Which event resulted in developing countries?

Which event resulted in developing countries?

The Green Revolution was a significant rise in food grain production (particularly wheat and rice) that occurred in large part from the introduction of new, high-yielding cultivars into emerging nations beginning in the mid-20th century. The revolution is credited with reducing the number of starving people in the world from about 1 billion to 600 million over the same period.

It began in America where scientists developed several new varieties of wheat that were more resistant to insects and drought. These new strains increased the amount of yield per unit area about tenfold, from 10 to 100 pounds per square foot. They did this by removing the grain from most American farms, because it was too small and would go bad before it could be sold. But the scientists had also improved the quality of the grain so that even if the heads didn't produce as much, the remaining kernels were larger and easier to digest.

American farmers adopted these new strains quickly. By 1960, nearly all of them were being grown annually instead of just once as a fall crop. That's when things started to change in Asia and Africa. Farmers there had no choice but to use these new types of wheat because they were all that was available. And since the Americans were removing their smaller grains, those countries were left with only the big starchy cuds that were difficult to process into flour.

What was the impact of the green revolution on developing countries?

The Green Revolution resulted in increased production of food grains (particularly wheat and rice), owing in large part to the introduction of new, high-yielding cultivars into developing nations beginning in the mid-20th century with Borlaug's efforts.

These new cultivars used fertilizer and improved irrigation techniques that made larger quantities of grain possible from each plant. The resulting increase in global food supply helped reduce hunger in many parts of the world where it had previously been a problem.

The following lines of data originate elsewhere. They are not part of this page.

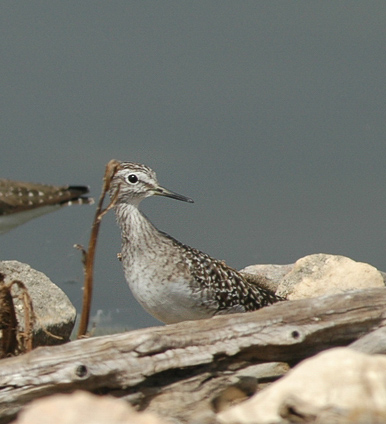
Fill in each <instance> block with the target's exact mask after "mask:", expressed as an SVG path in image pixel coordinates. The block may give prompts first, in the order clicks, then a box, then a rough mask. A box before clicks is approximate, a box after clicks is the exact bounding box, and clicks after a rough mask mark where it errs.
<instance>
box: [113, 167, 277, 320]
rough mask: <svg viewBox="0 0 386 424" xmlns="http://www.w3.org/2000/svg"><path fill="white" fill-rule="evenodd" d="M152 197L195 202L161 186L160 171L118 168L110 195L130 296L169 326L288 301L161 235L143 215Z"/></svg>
mask: <svg viewBox="0 0 386 424" xmlns="http://www.w3.org/2000/svg"><path fill="white" fill-rule="evenodd" d="M152 195H160V196H167V197H171V198H173V199H177V200H182V201H184V202H189V203H192V202H193V200H192V199H190V198H188V197H185V196H182V195H180V194H176V193H173V192H172V191H170V190H167V189H166V188H164V187H161V186H160V185H159V183H158V181H157V177H156V174H155V172H154V171H153V170H152V169H150V168H149V167H147V166H145V165H142V164H138V163H132V162H121V163H120V164H119V165H118V167H117V169H116V172H115V174H114V176H113V178H112V181H111V186H110V196H111V198H113V199H114V200H115V202H116V203H115V213H116V217H117V221H118V224H119V226H120V227H121V234H122V251H121V256H120V257H121V261H122V264H123V268H124V272H125V277H126V280H127V282H128V284H129V286H130V288H131V291H132V292H133V294H134V296H135V297H136V299H137V300H138V302H139V303H140V304H141V305H142V306H143V308H144V309H146V310H147V311H148V312H149V313H150V314H151V315H153V316H154V317H155V318H157V319H159V320H160V321H162V322H164V323H167V324H169V323H174V322H179V321H185V320H196V319H201V318H210V317H211V316H213V315H219V314H228V313H236V312H247V311H254V310H256V309H259V308H261V307H263V306H267V305H270V304H272V303H275V302H278V301H280V300H284V299H282V298H281V297H279V296H276V295H275V293H274V292H273V291H271V290H269V289H267V288H266V287H259V286H258V285H255V284H252V283H250V282H249V281H248V280H247V279H246V278H245V277H243V276H242V275H241V274H240V273H239V272H237V271H236V270H234V269H233V268H230V267H229V266H227V265H226V264H225V263H224V262H223V261H219V260H216V259H213V258H211V257H210V256H209V255H207V254H205V253H203V252H201V251H199V250H197V249H193V248H191V247H189V246H186V245H185V244H183V243H180V242H179V241H177V240H175V239H174V238H173V237H171V236H169V235H168V234H166V233H164V232H161V231H159V230H157V228H155V227H154V225H152V224H151V223H150V221H149V220H148V219H147V218H146V217H145V216H144V215H143V214H142V213H141V212H140V211H139V210H138V206H139V204H140V202H141V201H142V200H143V199H145V198H146V197H149V196H152Z"/></svg>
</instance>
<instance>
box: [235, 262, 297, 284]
mask: <svg viewBox="0 0 386 424" xmlns="http://www.w3.org/2000/svg"><path fill="white" fill-rule="evenodd" d="M294 266H295V265H294V264H288V265H271V264H261V265H249V266H247V267H245V268H243V269H242V270H240V272H241V273H244V274H252V275H261V276H264V277H265V278H267V279H268V280H271V281H272V282H275V283H277V284H279V283H280V281H281V280H282V279H283V278H284V276H286V275H287V274H288V273H289V272H290V271H292V269H293V267H294Z"/></svg>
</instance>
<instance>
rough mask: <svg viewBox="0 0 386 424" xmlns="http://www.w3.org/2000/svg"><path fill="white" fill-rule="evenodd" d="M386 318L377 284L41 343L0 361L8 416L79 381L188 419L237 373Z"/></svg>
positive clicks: (232, 380) (7, 413)
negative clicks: (120, 330) (302, 298)
mask: <svg viewBox="0 0 386 424" xmlns="http://www.w3.org/2000/svg"><path fill="white" fill-rule="evenodd" d="M385 318H386V289H384V288H381V289H368V290H361V291H353V292H347V293H345V294H339V295H334V296H326V297H320V298H315V299H305V300H298V301H292V302H281V303H278V304H275V305H273V306H270V307H267V308H264V309H261V310H259V311H256V312H251V313H244V314H234V315H226V316H219V317H215V318H212V319H208V320H201V321H190V322H189V321H187V322H183V323H179V324H173V325H168V326H163V327H154V328H146V329H141V330H135V331H131V332H127V333H122V334H116V335H110V336H103V337H95V338H90V339H82V340H76V341H73V342H70V343H67V344H65V345H60V346H53V347H44V348H38V349H35V350H34V351H32V352H30V353H28V354H25V355H22V356H19V357H15V358H8V359H3V360H1V361H0V423H6V422H9V420H10V419H11V418H12V417H13V416H14V415H15V414H16V413H17V412H18V411H19V410H20V408H21V407H22V406H23V405H24V404H26V403H27V402H29V401H30V400H32V399H35V398H38V397H41V396H45V395H48V394H53V393H58V392H70V391H74V390H76V389H83V390H88V391H92V392H94V393H110V394H112V395H114V396H118V397H123V398H125V399H128V400H129V401H130V402H131V403H133V404H134V405H136V406H137V407H138V408H139V409H149V410H155V411H156V412H159V413H161V414H164V415H165V414H169V416H173V417H174V418H176V419H179V420H181V422H186V420H187V414H192V413H194V408H196V409H197V410H200V409H202V408H203V405H204V404H205V405H206V406H208V405H209V402H210V399H211V398H213V397H214V396H217V395H218V394H219V393H220V391H221V390H223V389H224V388H225V387H226V386H227V385H229V384H232V382H233V383H234V381H235V378H236V377H237V378H239V377H240V376H241V377H243V376H244V377H245V376H253V377H254V378H258V379H262V378H263V379H265V380H267V381H269V380H270V379H275V378H277V377H278V375H280V372H281V373H282V372H285V369H286V368H285V366H284V365H283V363H289V364H291V365H293V364H295V363H297V362H299V361H300V360H302V359H304V358H306V357H309V356H311V355H313V354H316V353H317V352H320V351H322V350H325V349H328V348H331V347H335V346H346V345H349V344H350V343H352V342H354V341H355V340H357V339H359V338H360V337H362V336H364V335H365V334H368V333H370V332H372V331H373V330H376V329H377V328H382V327H383V325H384V323H385ZM267 364H270V366H272V368H271V369H270V371H269V372H268V374H267V369H266V368H264V367H263V366H266V365H267ZM263 368H264V372H263V373H262V371H261V370H262V369H263ZM278 370H281V371H278ZM161 400H162V402H161ZM187 406H189V407H187ZM173 409H174V413H173ZM177 410H178V412H177ZM184 414H185V415H184Z"/></svg>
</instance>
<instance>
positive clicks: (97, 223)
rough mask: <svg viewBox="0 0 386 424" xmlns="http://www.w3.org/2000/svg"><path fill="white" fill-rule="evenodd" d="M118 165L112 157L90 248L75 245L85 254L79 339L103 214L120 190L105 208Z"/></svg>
mask: <svg viewBox="0 0 386 424" xmlns="http://www.w3.org/2000/svg"><path fill="white" fill-rule="evenodd" d="M118 165H119V162H118V161H116V160H115V159H112V160H111V161H110V162H109V163H108V164H107V165H106V171H105V175H104V177H103V187H102V193H101V196H100V198H99V202H98V205H97V209H96V212H95V217H94V221H93V224H92V227H91V235H90V241H89V245H88V250H87V251H86V250H84V249H83V248H82V247H81V246H79V245H76V246H75V247H76V248H78V249H80V250H81V251H82V255H83V258H82V260H83V264H84V291H83V304H82V315H81V318H80V323H79V329H78V335H77V338H78V339H79V338H81V337H84V336H85V335H86V333H87V327H88V323H89V319H90V310H91V299H92V288H93V278H94V259H95V251H96V243H97V238H98V233H99V228H100V223H101V220H102V218H103V216H104V215H105V214H106V213H107V212H108V211H109V210H110V209H112V208H113V207H114V204H115V202H116V198H117V194H118V191H117V193H116V196H114V198H113V199H112V200H111V201H110V203H109V204H108V206H107V207H106V208H105V209H103V202H104V200H105V196H106V194H107V193H108V191H109V189H110V182H111V179H112V178H113V176H114V174H115V171H116V169H117V166H118Z"/></svg>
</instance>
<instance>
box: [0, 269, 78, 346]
mask: <svg viewBox="0 0 386 424" xmlns="http://www.w3.org/2000/svg"><path fill="white" fill-rule="evenodd" d="M0 273H2V274H3V275H4V276H5V283H6V284H9V283H11V282H12V281H14V280H19V281H21V282H22V283H23V284H24V285H25V286H26V288H27V290H28V293H29V295H30V297H31V300H32V305H33V310H34V313H35V315H36V322H35V325H34V331H33V335H34V336H33V345H34V347H37V346H48V345H56V344H62V343H65V342H67V341H68V340H69V338H70V335H71V332H72V329H73V327H74V324H75V319H76V310H75V307H74V306H73V305H72V303H71V302H70V300H69V299H68V297H67V296H66V294H65V293H64V292H63V291H62V290H61V289H60V288H59V287H58V286H56V285H55V284H54V283H53V282H52V281H51V280H50V279H49V278H48V277H47V276H46V275H44V274H43V273H42V272H39V271H36V270H34V269H32V268H31V267H30V266H29V265H27V264H23V263H21V262H18V261H0ZM11 293H12V298H13V302H14V305H15V312H16V316H17V319H18V322H19V326H20V328H19V330H20V331H23V330H24V307H23V302H22V300H21V299H20V297H19V294H20V289H18V288H16V286H15V285H14V286H13V287H12V290H11ZM50 333H51V334H52V335H54V336H57V337H53V336H52V335H51V334H50Z"/></svg>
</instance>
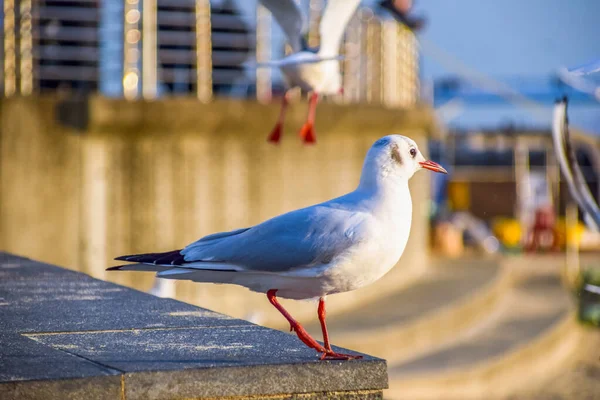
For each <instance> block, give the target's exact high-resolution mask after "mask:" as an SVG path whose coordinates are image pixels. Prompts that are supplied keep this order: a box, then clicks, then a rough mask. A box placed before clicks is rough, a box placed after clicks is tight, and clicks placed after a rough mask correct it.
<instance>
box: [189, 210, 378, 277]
mask: <svg viewBox="0 0 600 400" xmlns="http://www.w3.org/2000/svg"><path fill="white" fill-rule="evenodd" d="M367 218H368V217H367V216H366V214H364V213H361V212H356V211H351V210H347V209H343V208H333V207H330V206H327V205H325V204H323V205H317V206H313V207H309V208H305V209H301V210H297V211H292V212H290V213H287V214H283V215H280V216H278V217H275V218H273V219H270V220H268V221H265V222H263V223H262V224H260V225H256V226H254V227H252V228H249V229H246V230H240V231H237V232H239V233H234V234H231V235H224V236H222V237H217V238H214V239H210V237H208V238H203V239H200V240H198V241H197V242H194V243H192V244H190V245H188V246H187V247H186V248H184V249H183V250H182V251H181V255H183V258H184V260H185V263H184V266H185V267H186V268H193V269H205V268H206V269H217V268H218V269H219V270H230V271H231V270H232V271H241V272H244V271H248V272H256V271H261V272H274V273H289V272H291V273H299V274H302V270H303V269H310V268H313V267H319V266H325V265H327V264H328V263H330V262H331V261H332V260H333V259H334V258H335V257H336V256H338V255H340V254H343V253H344V252H345V251H346V250H348V249H349V248H350V247H351V246H353V245H355V244H357V243H358V242H360V241H362V240H363V239H364V238H365V234H364V232H365V225H366V224H365V221H366V219H367ZM215 266H216V268H215Z"/></svg>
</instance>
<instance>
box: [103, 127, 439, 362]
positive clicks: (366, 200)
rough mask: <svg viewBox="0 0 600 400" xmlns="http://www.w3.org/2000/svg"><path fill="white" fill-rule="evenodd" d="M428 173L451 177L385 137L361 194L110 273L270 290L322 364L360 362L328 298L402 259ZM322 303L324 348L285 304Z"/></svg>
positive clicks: (411, 144)
mask: <svg viewBox="0 0 600 400" xmlns="http://www.w3.org/2000/svg"><path fill="white" fill-rule="evenodd" d="M422 168H426V169H429V170H432V171H436V172H443V173H446V170H445V169H444V168H442V167H441V166H440V165H438V164H436V163H434V162H433V161H427V160H425V158H424V157H423V155H422V154H421V152H420V151H419V149H418V148H417V145H416V144H415V142H414V141H413V140H411V139H409V138H407V137H405V136H400V135H389V136H385V137H383V138H381V139H379V140H378V141H377V142H375V144H373V146H372V147H371V149H370V150H369V152H368V154H367V157H366V159H365V162H364V165H363V169H362V175H361V178H360V183H359V185H358V187H357V188H356V190H354V191H353V192H350V193H348V194H345V195H343V196H341V197H338V198H336V199H333V200H329V201H326V202H324V203H321V204H317V205H314V206H311V207H307V208H302V209H299V210H296V211H291V212H289V213H287V214H283V215H280V216H278V217H275V218H272V219H270V220H267V221H265V222H263V223H261V224H259V225H256V226H253V227H250V228H243V229H238V230H235V231H231V232H223V233H215V234H213V235H209V236H206V237H203V238H202V239H200V240H198V241H196V242H194V243H191V244H189V245H188V246H187V247H185V248H184V249H182V250H175V251H170V252H166V253H151V254H138V255H130V256H122V257H118V258H116V259H117V260H122V261H130V262H135V263H137V264H129V265H122V266H117V267H113V268H109V270H125V271H130V270H133V271H154V272H157V276H158V277H160V278H168V279H185V280H191V281H195V282H212V283H230V284H235V285H241V286H245V287H247V288H249V289H250V290H253V291H255V292H260V293H266V294H267V297H268V299H269V301H270V302H271V304H272V305H273V306H275V307H276V308H277V310H279V311H280V312H281V314H283V316H284V317H285V318H286V319H287V320H288V322H289V323H290V327H291V330H293V331H295V332H296V334H297V335H298V337H299V338H300V340H302V342H304V343H305V344H306V345H307V346H308V347H311V348H313V349H315V350H316V351H318V352H319V353H321V359H344V360H345V359H351V358H357V356H352V355H348V354H339V353H336V352H334V351H333V350H332V348H331V345H330V343H329V335H328V333H327V327H326V325H325V296H327V295H330V294H335V293H341V292H347V291H351V290H355V289H358V288H360V287H363V286H365V285H368V284H370V283H373V282H375V281H376V280H378V279H379V278H381V277H382V276H383V275H384V274H386V273H387V272H388V271H389V270H390V269H391V268H392V267H393V266H394V265H395V264H396V263H397V262H398V260H399V259H400V256H401V255H402V253H403V252H404V248H405V246H406V242H407V241H408V236H409V233H410V224H411V219H412V202H411V198H410V192H409V189H408V180H409V179H410V178H411V177H412V176H413V174H414V173H415V172H417V171H419V170H420V169H422ZM276 295H278V296H280V297H284V298H289V299H311V298H317V297H318V298H319V306H318V316H319V321H320V322H321V329H322V332H323V342H324V344H323V345H321V344H320V343H318V342H317V341H316V340H315V339H313V338H312V337H311V336H310V335H309V334H308V333H307V332H306V331H305V330H304V328H302V326H301V325H300V324H299V323H298V321H296V320H295V319H294V318H292V316H291V315H290V314H289V313H288V312H287V311H286V310H285V309H284V308H283V307H282V306H281V304H279V302H278V301H277V297H276Z"/></svg>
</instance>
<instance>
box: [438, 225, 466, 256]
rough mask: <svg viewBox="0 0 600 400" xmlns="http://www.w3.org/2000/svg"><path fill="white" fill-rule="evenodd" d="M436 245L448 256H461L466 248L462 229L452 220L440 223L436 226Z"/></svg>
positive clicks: (440, 251) (438, 250)
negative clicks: (458, 226)
mask: <svg viewBox="0 0 600 400" xmlns="http://www.w3.org/2000/svg"><path fill="white" fill-rule="evenodd" d="M434 246H435V248H436V249H437V250H438V251H439V252H440V253H441V254H442V255H444V256H446V257H451V258H457V257H460V256H461V255H462V254H463V252H464V250H465V247H464V243H463V239H462V231H461V230H460V229H458V228H456V227H455V226H454V225H452V224H451V223H450V222H440V223H438V224H437V225H436V226H435V228H434Z"/></svg>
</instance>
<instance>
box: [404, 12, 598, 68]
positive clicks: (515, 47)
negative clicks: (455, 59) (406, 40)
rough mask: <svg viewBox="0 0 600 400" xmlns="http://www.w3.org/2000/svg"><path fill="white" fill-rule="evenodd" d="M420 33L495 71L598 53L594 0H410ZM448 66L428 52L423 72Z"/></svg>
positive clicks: (557, 66)
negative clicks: (421, 13)
mask: <svg viewBox="0 0 600 400" xmlns="http://www.w3.org/2000/svg"><path fill="white" fill-rule="evenodd" d="M415 2H416V3H415V12H417V13H418V12H423V13H425V14H426V16H427V17H428V22H429V23H428V25H427V27H426V29H425V31H424V32H423V33H422V34H421V36H422V38H423V39H426V40H428V41H431V42H433V43H434V44H436V45H437V46H439V47H442V48H444V50H446V51H448V52H450V53H452V54H453V55H455V56H456V57H457V58H459V59H461V60H462V61H463V62H464V63H465V64H467V65H469V66H471V67H473V68H475V69H477V70H479V71H481V72H485V73H487V74H491V75H495V76H514V75H532V76H539V75H545V74H550V73H551V72H553V71H554V70H556V68H558V67H560V66H564V65H567V66H575V65H578V64H583V63H585V62H587V61H591V60H592V59H597V58H600V1H598V0H501V1H500V0H415ZM447 73H448V71H447V70H446V69H445V68H443V67H442V66H440V64H438V63H437V62H436V61H434V60H433V59H432V57H431V56H430V55H428V54H424V58H423V76H424V77H425V78H431V77H437V76H440V75H445V74H447Z"/></svg>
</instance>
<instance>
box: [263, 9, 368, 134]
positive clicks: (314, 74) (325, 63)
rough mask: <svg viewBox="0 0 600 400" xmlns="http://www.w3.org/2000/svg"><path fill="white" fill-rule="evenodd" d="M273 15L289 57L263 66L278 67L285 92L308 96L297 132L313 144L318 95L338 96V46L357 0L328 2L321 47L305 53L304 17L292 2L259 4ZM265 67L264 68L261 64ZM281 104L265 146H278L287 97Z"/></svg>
mask: <svg viewBox="0 0 600 400" xmlns="http://www.w3.org/2000/svg"><path fill="white" fill-rule="evenodd" d="M260 2H261V3H262V5H263V6H265V7H266V8H267V9H268V10H269V11H270V12H271V14H272V15H273V17H274V18H275V20H276V21H277V24H279V26H280V27H281V29H283V31H284V33H285V35H286V36H287V39H288V43H289V45H290V47H291V49H292V53H291V54H290V55H288V56H287V57H285V58H283V59H281V60H278V61H272V62H269V63H267V64H266V65H268V66H272V67H279V69H280V70H281V72H282V73H283V76H284V77H285V79H286V81H287V84H288V87H289V89H292V88H295V87H299V88H300V89H301V90H302V91H304V92H310V93H311V94H310V97H309V109H308V116H307V119H306V122H305V123H304V125H303V126H302V129H301V130H300V137H301V138H302V139H303V140H304V142H305V143H314V142H316V136H315V130H314V123H315V113H316V108H317V102H318V100H319V95H331V94H338V93H341V92H342V76H341V73H340V64H339V60H340V55H339V49H340V43H341V41H342V36H343V35H344V31H345V30H346V26H347V25H348V22H349V21H350V18H351V17H352V15H353V14H354V12H355V11H356V8H357V7H358V4H359V3H360V0H329V1H328V2H327V7H326V8H325V12H324V13H323V17H322V19H321V23H320V25H319V34H320V36H321V46H320V47H319V48H318V49H309V48H308V45H307V43H306V41H305V40H304V35H306V33H307V28H308V25H307V22H306V17H305V16H304V14H303V13H302V11H301V10H300V7H299V6H298V4H297V3H296V1H294V0H260ZM263 65H265V64H263ZM289 89H288V90H287V91H286V93H285V94H284V96H283V98H282V100H281V110H280V112H279V117H278V119H277V123H276V124H275V127H274V128H273V131H271V134H270V135H269V138H268V140H269V142H272V143H279V141H280V140H281V134H282V130H283V122H284V119H285V113H286V110H287V107H288V104H289V99H288V93H289Z"/></svg>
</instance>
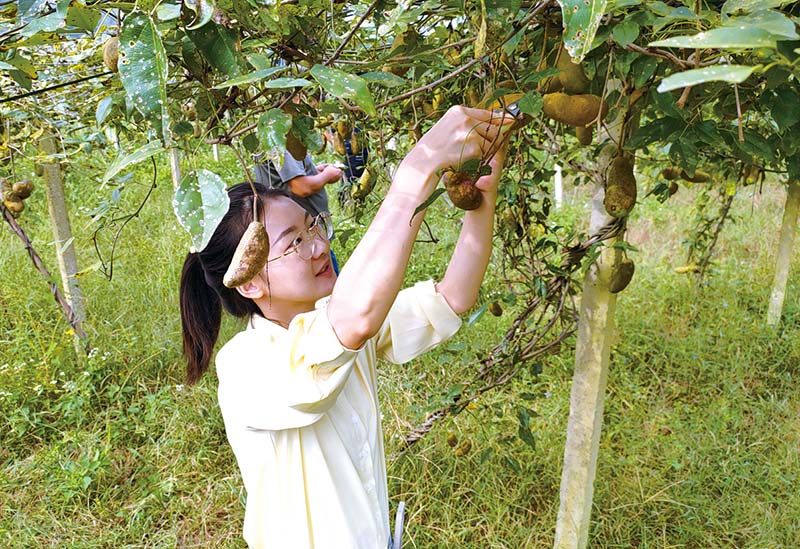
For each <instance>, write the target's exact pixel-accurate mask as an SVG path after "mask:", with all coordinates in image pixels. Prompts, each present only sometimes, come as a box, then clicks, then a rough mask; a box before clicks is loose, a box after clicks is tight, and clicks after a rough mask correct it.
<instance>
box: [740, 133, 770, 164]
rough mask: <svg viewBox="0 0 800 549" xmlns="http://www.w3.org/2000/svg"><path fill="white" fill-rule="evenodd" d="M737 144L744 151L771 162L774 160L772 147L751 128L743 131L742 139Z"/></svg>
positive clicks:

However, the benefits were not equally shared; those who could afford to buy these new crops enjoyed the increased quantity and quality of available food, while those who could not be left hungry.

The new technologies involved in the Green Revolution came from industrialized countries, so it is not surprising that they are used in agriculture everywhere they are applied. In fact, since 1970, the number of people starving to death has dropped by almost half thanks to the Green Revolution -- but that still leaves about one in eight people around the world dying before their time because they cannot find sufficient food.

The future availability of food supplies will depend on whether we can continue to develop new cultivars that are resistant to pests and drought, as well as ways to preserve our food supplies during times of excess. Some scientists believe that genetically engineered plants may hold the answer to some of these problems, but much more research is needed before this technology can be widely adopted.

What series of events triggered the industrial growth?

Advances in agricultural technology and practices led in an increase in food and raw materials supply. Changes in industrial structure and new technology resulted in improved output, efficiency, and profitability, as well as an expansion in foreign and domestic trade, all of which contributed to the advent...

Of particular note is the rise in manufacturing industry, which accounted for almost half of Britain's exports at its peak in 1872-1890. Manufacturing products that were widely consumed required a large labor force; thus, it was not unusual for factories to have thousands of workers living in close proximity. The most advanced industries also used innovative technologies that paved the way for future developments.

Britain's entry into World War I in 1914 was another major stimulus to the economy. At that time, Britain was one of the world's leading powers, but the country was also heavily indebted. To pay off these debts, the government had to turn to the Bank of England to obtain funds. The bank raised its interest rate to 10 percent, which nearly caused a financial crisis because it was higher than any other country's rate at the time. However, by raising its rate, the bank was able to raise money enough to reduce its debt burden.

The war ended in 1918, but the economy remained weak due to high unemployment and inflation. Starting in 1920, there was a recession that lasted until 1923. This was followed by another depression that lasted from 1929 to 1939.

What major event marked the beginning of advanced civilization?

The Neolithic Revolution, often known as the Agricultural Revolution, was a shift in human history from small, nomadic bands of hunter-gatherers to bigger, agricultural communities and early civilization. It began around 7500 BC in what is now China and continued into the Middle East about 4000 years later.

This transition took place rather suddenly, with no clear evidence of any advance planning or communication needed for two groups of people living in different regions of the world to begin growing crops instead of hunting animals. Modern scientists think that this may have been due to the development of new types of plants that were more suitable for farming or tools that made it possible to work the land efficiently. Either way, it shows that humans can change their environment to meet their needs.

You may be wondering why I mentioned early civilization. The term "early civilization" means that these people were not truly capable of creating true civilization. They built cities, but they were still ruled by kings or other powerful people. It was not until much later that ordinary citizens started to have a voice in how they were governed.

So, the Neolithic Revolution was the start of advanced civilization? Not exactly. Even though they lived in larger communities, they still had not learned how to write. They did not use money, and they sold their products directly to others who wanted them.

About Article Author

Paula Mckinnon

Paula Mckinnon has been an educator for over 20 years. She loves to teach kids about science and how it relates to their everyday lives. Paula also volunteers as an advisor for college students who are interested in going into STEM (science, technology, engineering, and math) fields.